Iteration Max Persistent Water

This is the maximum number of iteration of the convergence cycle.

 

Fuzzy Coefficient Flood

This is the coefficient that controls the degree of fuzziness of the Flood cluster.Higher values of this coefficient make the clusters fuzzier. When the value is equal to 1, the clustering is crisp, like in k-means, with each data point belonging to a single cluster.
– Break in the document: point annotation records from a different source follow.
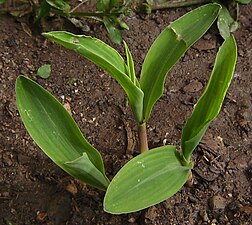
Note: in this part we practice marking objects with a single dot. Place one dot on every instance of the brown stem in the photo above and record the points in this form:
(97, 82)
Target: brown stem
(142, 135)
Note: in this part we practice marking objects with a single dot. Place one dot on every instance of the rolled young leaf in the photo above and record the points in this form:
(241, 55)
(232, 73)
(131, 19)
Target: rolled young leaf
(146, 180)
(105, 57)
(209, 105)
(56, 133)
(169, 47)
(130, 65)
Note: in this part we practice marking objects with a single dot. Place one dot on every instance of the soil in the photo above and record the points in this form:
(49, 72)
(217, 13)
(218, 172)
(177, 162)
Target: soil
(33, 190)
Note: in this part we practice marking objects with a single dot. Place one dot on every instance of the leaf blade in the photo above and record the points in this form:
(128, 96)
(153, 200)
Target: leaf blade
(209, 104)
(169, 47)
(105, 57)
(51, 126)
(158, 174)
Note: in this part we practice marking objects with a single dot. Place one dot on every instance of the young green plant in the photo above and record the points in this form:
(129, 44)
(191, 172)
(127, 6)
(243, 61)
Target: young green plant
(154, 175)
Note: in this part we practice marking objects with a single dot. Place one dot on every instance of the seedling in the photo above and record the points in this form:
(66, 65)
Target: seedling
(157, 174)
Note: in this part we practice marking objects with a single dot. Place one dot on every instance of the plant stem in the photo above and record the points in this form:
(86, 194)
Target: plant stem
(142, 135)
When the coefficient is > 1, the clusters become fuzzier, allowing data points to belong to multiple clusters with varying degrees of membership.

 

MRF Kernel Size Flood

This is the dimension of the Markov Kernel window size used to account for the dependence of the Flood pixel probability with respect to the nearest ones.

 

MRF Spatial Penalty Coefficient Flood

This is the penalty coefficient of the Markov Kernel size used to weight the dependence of the Flood pixel probability with respect to the nearest ones.

 

Iteration Threshold Flood

This is the penalty coefficient of the Markov Kernel size used to weight the dependence of the Flood pixel probability with respect to the nearest ones.

 

Iteration Max Flood

This is the maximum number of iteration of the convergence cycle.

 

Output Files

 

_refinement_class

 

Classified raster file that provides the probability of a certain pixel to be included in the ‘’Flooded Area’’ class..

 

_refinement

 

Raster file providing the flooding probability value, higher is the value higher is the probability of the pixel to be flooded.

 

See Also

 

Task, SARscapeBatch object, SARscapeBatch script example

 

References

 

Amitava Dutta (2009 ): ''Fuzzy c-Means Classification of Multispectral Data Incorporating Spatial Contextual Information by using Markov Random Field''.

Zhi-taoWang (2014): "A Fault Diagnosis Approach for Gas Turbine Exhaust Gas Temperature Based on Fuzzy C-Means Clustering and Support Vector Machine".